Movie review of "Whatever Happened to Kerouac?"
The “Beats” (circa 1948-1960?) are sometimes cast as proto-hippies: Bohemian; anti-establishment; aflame with the exotic and taboo; worshippers at the Dionysian fount of creativity; nonconformists—now nihilist, now visionary; poets of the absurd and the profound; idolizers of Charlie Parker’s jazz. Theirs was gut-existentialism and “Beat Zen,” Hindu cosmology and nuclear eschatology. “To be Beat,” wrote Kerouac, “was to be at the bottom of your personality looking up.” Beat was birthed by the misfits, the downbeat, the offbeat—not by the poor urchins who could manage no more than sleeping in parks and begging money, but by the artistic urchins who gave a voice to their rebellion and (somehow) got published.
Kerouac was arguably magnificent at times—churning out rambling, but poetic prose—despite the fact that he was dubbed by one of the literati as “a Neanderthal with a typewriter.” The film is appropriate punctuated by Kerouac reading chunks of prose on “The Steve Allen Show.” Kerouac’s work was impassioned and original; he invented a genre of continuous, spontaneous narrative seen in novels such as The Dharma Bums and On the Road which was written at high speed on a continuous sheet of paper a hundred feet long. Beat poet Allen Ginsburg called it “a magnificent single paragraph several blocks long.”
But Kerouac burned bright but briefly, then burned out rapidly, because being Beat meant being a rogue. As the interviews with family, friends, and acquaintances make plain, Kerouac was a drunk (who drank himself to death), an adulterer, a drug user, and a buddy of more of the same kind of misfits of the day such as William Burroughs (homosexual and junkie), Allen Ginsberg (homosexual and sometimes psychotic), and other assorted thieves, dopers, and thrill-seekers.
But decadence was heralded as transcendence and orgies as oracular.
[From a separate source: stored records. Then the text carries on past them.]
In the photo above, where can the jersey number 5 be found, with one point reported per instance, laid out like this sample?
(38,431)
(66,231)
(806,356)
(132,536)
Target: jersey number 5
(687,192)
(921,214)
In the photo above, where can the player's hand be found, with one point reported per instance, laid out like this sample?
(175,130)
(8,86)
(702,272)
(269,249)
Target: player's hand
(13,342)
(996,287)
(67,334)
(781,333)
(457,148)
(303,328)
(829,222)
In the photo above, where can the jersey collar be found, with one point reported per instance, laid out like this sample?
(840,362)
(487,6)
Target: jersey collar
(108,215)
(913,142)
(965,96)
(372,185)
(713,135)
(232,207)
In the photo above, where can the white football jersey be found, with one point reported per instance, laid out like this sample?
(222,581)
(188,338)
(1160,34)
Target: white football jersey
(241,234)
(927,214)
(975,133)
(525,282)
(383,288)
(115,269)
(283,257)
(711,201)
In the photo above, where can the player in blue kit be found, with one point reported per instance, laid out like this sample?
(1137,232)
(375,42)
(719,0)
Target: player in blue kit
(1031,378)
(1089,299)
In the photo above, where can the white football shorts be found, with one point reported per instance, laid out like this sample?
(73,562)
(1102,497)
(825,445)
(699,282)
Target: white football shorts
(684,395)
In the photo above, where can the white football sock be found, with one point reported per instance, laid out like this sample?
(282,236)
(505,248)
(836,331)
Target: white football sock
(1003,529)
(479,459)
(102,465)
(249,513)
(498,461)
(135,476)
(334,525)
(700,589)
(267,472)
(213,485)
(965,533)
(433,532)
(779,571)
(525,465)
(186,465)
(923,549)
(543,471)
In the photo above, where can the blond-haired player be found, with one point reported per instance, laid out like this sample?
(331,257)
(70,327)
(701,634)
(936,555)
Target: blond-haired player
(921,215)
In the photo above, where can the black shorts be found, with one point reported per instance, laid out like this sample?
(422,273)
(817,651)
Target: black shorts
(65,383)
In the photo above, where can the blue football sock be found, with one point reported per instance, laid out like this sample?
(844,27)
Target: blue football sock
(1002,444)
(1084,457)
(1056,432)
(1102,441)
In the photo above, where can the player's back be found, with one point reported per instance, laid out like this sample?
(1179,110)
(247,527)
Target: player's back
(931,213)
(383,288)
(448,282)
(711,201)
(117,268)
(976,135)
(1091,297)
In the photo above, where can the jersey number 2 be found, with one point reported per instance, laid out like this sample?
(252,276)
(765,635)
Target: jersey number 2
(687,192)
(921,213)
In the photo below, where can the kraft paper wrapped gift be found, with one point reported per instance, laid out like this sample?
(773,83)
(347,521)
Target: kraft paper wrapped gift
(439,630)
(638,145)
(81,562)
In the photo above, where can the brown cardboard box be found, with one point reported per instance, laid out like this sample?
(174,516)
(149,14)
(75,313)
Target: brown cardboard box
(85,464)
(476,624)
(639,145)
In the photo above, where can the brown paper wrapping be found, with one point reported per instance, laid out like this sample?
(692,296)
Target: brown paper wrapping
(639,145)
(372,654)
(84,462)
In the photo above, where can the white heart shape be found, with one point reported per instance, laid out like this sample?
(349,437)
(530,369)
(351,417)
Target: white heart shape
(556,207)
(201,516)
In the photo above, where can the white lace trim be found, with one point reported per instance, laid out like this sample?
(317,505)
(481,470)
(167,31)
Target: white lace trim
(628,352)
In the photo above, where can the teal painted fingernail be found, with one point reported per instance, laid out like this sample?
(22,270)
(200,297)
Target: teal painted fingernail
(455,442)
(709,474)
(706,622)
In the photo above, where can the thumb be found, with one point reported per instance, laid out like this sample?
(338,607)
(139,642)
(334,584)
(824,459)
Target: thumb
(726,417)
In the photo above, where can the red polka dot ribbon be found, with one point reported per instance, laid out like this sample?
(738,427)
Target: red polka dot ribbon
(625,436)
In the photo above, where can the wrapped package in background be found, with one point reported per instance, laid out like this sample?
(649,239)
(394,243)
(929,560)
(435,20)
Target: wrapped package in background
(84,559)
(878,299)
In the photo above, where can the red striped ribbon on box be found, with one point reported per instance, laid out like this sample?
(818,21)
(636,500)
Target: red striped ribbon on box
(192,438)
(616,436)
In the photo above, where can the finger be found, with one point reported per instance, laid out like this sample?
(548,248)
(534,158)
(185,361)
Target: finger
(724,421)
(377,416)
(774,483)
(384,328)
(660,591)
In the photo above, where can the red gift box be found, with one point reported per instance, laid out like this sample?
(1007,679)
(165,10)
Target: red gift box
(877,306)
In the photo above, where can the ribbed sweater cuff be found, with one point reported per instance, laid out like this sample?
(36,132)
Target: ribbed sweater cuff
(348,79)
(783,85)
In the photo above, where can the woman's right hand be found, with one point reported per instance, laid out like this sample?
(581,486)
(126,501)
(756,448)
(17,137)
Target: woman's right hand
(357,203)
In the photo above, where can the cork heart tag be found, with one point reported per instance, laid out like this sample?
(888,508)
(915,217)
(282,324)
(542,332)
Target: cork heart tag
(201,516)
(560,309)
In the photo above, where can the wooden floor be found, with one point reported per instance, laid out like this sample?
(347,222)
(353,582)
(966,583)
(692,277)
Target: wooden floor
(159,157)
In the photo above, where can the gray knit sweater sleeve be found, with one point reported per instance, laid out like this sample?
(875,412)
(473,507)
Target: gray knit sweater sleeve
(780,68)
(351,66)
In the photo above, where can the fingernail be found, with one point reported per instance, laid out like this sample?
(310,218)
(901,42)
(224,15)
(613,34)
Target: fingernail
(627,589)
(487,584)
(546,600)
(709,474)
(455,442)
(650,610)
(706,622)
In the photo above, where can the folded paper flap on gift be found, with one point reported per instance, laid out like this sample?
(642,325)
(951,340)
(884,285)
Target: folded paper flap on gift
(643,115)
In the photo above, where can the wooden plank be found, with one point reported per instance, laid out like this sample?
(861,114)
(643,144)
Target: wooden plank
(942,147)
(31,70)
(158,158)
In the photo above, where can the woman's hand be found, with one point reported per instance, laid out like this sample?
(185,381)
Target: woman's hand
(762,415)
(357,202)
Cultural critic Carl Raschke notes that “Kerouac was self-consciously attempting to depict the whirl of sensation as the key to cosmic understanding, as a vehicle of liberation: though he left little distinction between the liberation of the mind and libertinism of the youthful rake and rebel.”
Decadence was avant-garde, and was touted as the engine of artistry. But the gaunt, sour, bitter faces of many of his now aged or recently deceased compatriots reveal that debauchery indeed debauches—even debauches the Beats, and especially Kerouac. Handsome, lithe, and vigorous as a young man, middle age found him to be bloated and beaten beat.
Particularly pathetic are short clips of William F. Buckley’s “Firing Line” in 1969. Buckley presided over the intellectual debris of a quasi-incoherent Kerouac who was asked to consider the relationship between Beats and Hippies. An unflappable Buckley gracefully withstood Kerouac’s juvenile ramblings, seeking to bring coherence out of chaos. Buckley smiled knowingly. Kerouac smirked contemptuously—an appropriate Beat response, perhaps. A rummied out rebel without a cause met a conservative rebel with a cause. The juxtaposition was telling, almost painful.
Kerouac at his best may have unmasked some of the pretensions of a complacent, self-righteous, post-war America; he may have celebrated elements of life—such as bebop jazz—that were unjustly ignored by others. But he exacted too high a price. By going “on the road” he deserted the Protestant work ethic that undergirds a productive and healthy culture, exchanging postponed gratification for immediate gratification (and addiction), exchanging hard work for protracted play—and encouraged others to follow suit. His promiscuity denied the sanctity of the family. (We see several clips of his abandoned daughter reflecting on her father’s life.) But Kerouac and friends corrupted more than themselves; they inspired a whole counterculture—as William Burroughs notes in the film—that both amplified and refined the Beat spirit of nonconformity, hedonism, and Eastern religious intrigue. And don’t we even hear something of “the beat” in the punks?
The film reports that Kerouac said that because he was a Catholic he couldn’t commit suicide, so he decided to drink himself to death (which is really gradual suicide). Although his prose drew inspiration eclectically from Buddhism, Hinduism, and just about anywhere—Beat was nothing if not unsystematic—several friends and his priest tell us that Kerouac was entranced by the crucifix, and painted pictures of Christ and cardinals toward the end. Yet no conversion was evident—only an alcoholic’s eroded body, mind, and soul. It seemed he never caught the spirit of the one he could not forget. Jesus said “seek and you shall find.” Jack Kerouac must have been looking in all the wrong places.